A punição do mero inadimplemento desacompanhado de qualquer ardil, tal como a fraude, omissão, prestação de informação falsa à autoridade fazendária, dentre outros, configura verdadeira tentativa de coação do devedor ao pagamento do débito fiscal. E a forma de justificar a ausência do elemento fraude, já que não prevista no art. 2º, inciso II, foi fixar a tese para aquele que deve ser punido “o devedor contumaz” que teve “dolo de se apropriar”. Conceitos não previstos na taxativa Lei nº 8.137/1990.

Nunca é demais lembrar que a inadimplência não é uma situação isolada do empresariado, mas também dos próprios Estados que, embora sejam há décadas os maiores devedores, buscam a todo custo criminalizar a mera inadimplência unicamente por parte dos contribuintes.

E mais: não satisfeitos com a última moratória que estendeu o prazo de quitação dos precatórios para 2024, agora os Estados buscam dar mais um calote, conforme PEC nº 95/2019 que pretende estabelecer nova prorrogação para 2028, em que pese tal prazo já tenha sido considerado como improrrogável pelo STF.

Como bem levantado pelo Min.
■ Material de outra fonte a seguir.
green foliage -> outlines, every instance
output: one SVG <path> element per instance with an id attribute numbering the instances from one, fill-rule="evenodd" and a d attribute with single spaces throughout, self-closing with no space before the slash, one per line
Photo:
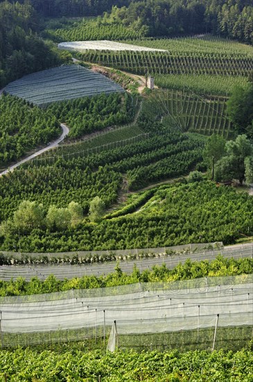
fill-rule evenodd
<path id="1" fill-rule="evenodd" d="M 203 174 L 199 171 L 192 171 L 188 176 L 188 183 L 200 182 L 203 180 Z"/>
<path id="2" fill-rule="evenodd" d="M 30 232 L 33 229 L 41 228 L 44 223 L 45 211 L 42 204 L 24 200 L 14 213 L 13 225 L 21 233 Z"/>
<path id="3" fill-rule="evenodd" d="M 165 264 L 154 265 L 142 272 L 134 265 L 131 274 L 122 272 L 117 263 L 115 272 L 103 276 L 82 276 L 72 279 L 59 280 L 51 274 L 46 280 L 33 277 L 30 281 L 18 277 L 16 280 L 1 281 L 0 296 L 38 294 L 53 293 L 71 289 L 93 289 L 118 286 L 135 283 L 154 283 L 191 280 L 202 277 L 236 276 L 253 273 L 253 260 L 250 258 L 225 258 L 221 256 L 209 262 L 187 260 L 170 269 Z"/>
<path id="4" fill-rule="evenodd" d="M 110 186 L 105 185 L 104 196 L 100 194 L 103 200 Z M 84 222 L 69 227 L 64 235 L 38 229 L 21 235 L 20 240 L 17 234 L 7 235 L 1 238 L 1 249 L 12 250 L 17 242 L 22 252 L 146 248 L 147 235 L 151 248 L 215 241 L 232 244 L 241 235 L 253 234 L 252 211 L 252 197 L 232 188 L 204 181 L 168 185 L 158 189 L 137 214 L 103 219 L 97 224 Z"/>
<path id="5" fill-rule="evenodd" d="M 125 26 L 121 22 L 113 21 L 105 15 L 103 19 L 85 19 L 74 26 L 66 28 L 48 29 L 44 35 L 55 41 L 80 41 L 93 40 L 112 40 L 138 38 L 145 35 L 145 28 L 134 30 Z"/>
<path id="6" fill-rule="evenodd" d="M 40 353 L 30 349 L 18 349 L 1 351 L 0 376 L 3 381 L 6 374 L 11 381 L 39 379 L 95 382 L 101 379 L 106 382 L 165 382 L 194 379 L 246 382 L 250 381 L 252 360 L 252 351 L 246 349 L 235 353 L 221 349 L 213 353 L 76 350 L 61 354 L 51 350 Z"/>
<path id="7" fill-rule="evenodd" d="M 203 150 L 203 158 L 209 168 L 225 153 L 226 141 L 220 135 L 213 134 L 207 141 Z"/>
<path id="8" fill-rule="evenodd" d="M 121 176 L 108 167 L 97 171 L 56 165 L 17 169 L 0 178 L 0 221 L 10 217 L 23 200 L 43 204 L 46 210 L 53 204 L 67 208 L 73 201 L 87 213 L 89 202 L 96 195 L 103 197 L 106 206 L 114 201 L 121 181 Z"/>
<path id="9" fill-rule="evenodd" d="M 30 2 L 0 2 L 0 89 L 24 74 L 62 63 L 61 54 L 37 35 L 39 28 Z"/>
<path id="10" fill-rule="evenodd" d="M 71 215 L 67 208 L 50 206 L 46 217 L 46 225 L 51 231 L 63 231 L 70 225 Z"/>
<path id="11" fill-rule="evenodd" d="M 47 108 L 49 113 L 70 127 L 70 138 L 125 124 L 131 118 L 131 109 L 130 97 L 117 93 L 62 101 Z"/>
<path id="12" fill-rule="evenodd" d="M 89 217 L 91 222 L 98 223 L 102 219 L 105 210 L 105 203 L 98 196 L 91 200 L 89 204 Z"/>
<path id="13" fill-rule="evenodd" d="M 253 154 L 253 147 L 245 134 L 238 135 L 235 141 L 230 140 L 225 145 L 226 153 L 217 163 L 215 169 L 216 181 L 238 179 L 241 184 L 245 178 L 245 160 L 247 163 L 247 176 L 249 163 Z"/>
<path id="14" fill-rule="evenodd" d="M 245 183 L 247 185 L 253 183 L 253 156 L 247 156 L 244 160 L 245 167 Z"/>
<path id="15" fill-rule="evenodd" d="M 228 115 L 238 133 L 247 133 L 252 138 L 253 84 L 250 82 L 245 88 L 235 88 L 227 103 Z"/>
<path id="16" fill-rule="evenodd" d="M 55 116 L 7 95 L 0 99 L 0 165 L 17 160 L 40 144 L 60 135 Z"/>

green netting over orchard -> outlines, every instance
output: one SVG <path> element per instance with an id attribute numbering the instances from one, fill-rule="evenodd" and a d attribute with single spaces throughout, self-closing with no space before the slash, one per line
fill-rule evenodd
<path id="1" fill-rule="evenodd" d="M 101 93 L 124 92 L 105 76 L 76 65 L 25 76 L 8 85 L 6 91 L 40 106 Z"/>

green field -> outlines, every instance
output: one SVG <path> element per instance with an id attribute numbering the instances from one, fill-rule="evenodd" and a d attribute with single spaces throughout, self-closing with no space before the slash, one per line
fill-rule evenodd
<path id="1" fill-rule="evenodd" d="M 105 76 L 73 65 L 25 76 L 9 83 L 6 92 L 30 103 L 45 106 L 66 99 L 124 90 Z"/>

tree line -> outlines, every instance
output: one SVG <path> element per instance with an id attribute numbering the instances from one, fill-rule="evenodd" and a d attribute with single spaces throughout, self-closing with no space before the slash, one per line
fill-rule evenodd
<path id="1" fill-rule="evenodd" d="M 29 1 L 0 2 L 0 89 L 25 74 L 64 62 L 65 53 L 38 37 L 40 26 Z"/>

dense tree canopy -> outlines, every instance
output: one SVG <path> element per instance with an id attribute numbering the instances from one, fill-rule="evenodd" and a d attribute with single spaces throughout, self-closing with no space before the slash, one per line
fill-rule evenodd
<path id="1" fill-rule="evenodd" d="M 235 88 L 227 104 L 237 131 L 253 138 L 253 83 L 249 81 L 245 88 Z"/>
<path id="2" fill-rule="evenodd" d="M 28 1 L 0 2 L 0 89 L 24 74 L 62 62 L 62 53 L 37 35 L 39 19 Z"/>

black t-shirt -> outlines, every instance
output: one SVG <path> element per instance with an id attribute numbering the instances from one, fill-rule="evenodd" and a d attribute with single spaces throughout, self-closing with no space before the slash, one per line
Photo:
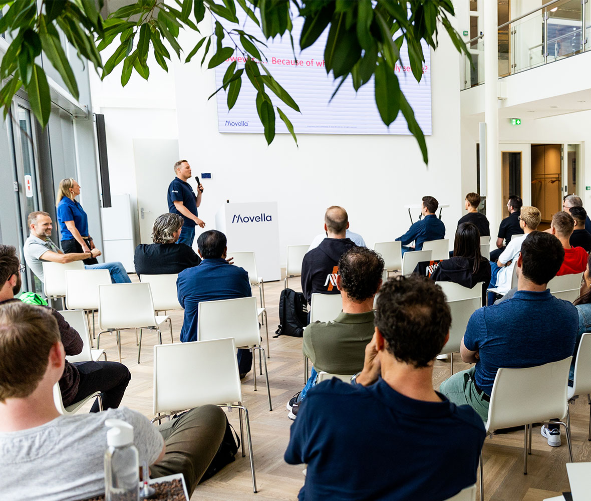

Gilmar Mendes ao relembrar caso narrado pelo Min. Sepúlveda Pertence, grande parte destes créditos são oriundos da chamada “inconstitucionalidade útil”, ou seja, cientes de que apenas pequena parte dos contribuintes irá questionar judicialmente a exação, os Estados cobram tributos sabidamente indevidos, sem que isso gere qualquer responsabilidade aos agentes públicos, à exemplo do crime de excesso de exação, injustamente tido como letra morta pelo Ministério Público.

Por fim, se o intuito do STF foi criar balizas para a interpretação do referido julgado, acreditamos que há claro elemento de insegurança jurídica em utilizar conceitos abstratos como “devedor contumaz”, ou ainda de difícil verificação, como ocorre no caso do “dolo de apropriação”, reiterando-se ser quase impossível determinar a psique dos responsáveis em cada empresa que possuem o desejo de lesar o Fisco.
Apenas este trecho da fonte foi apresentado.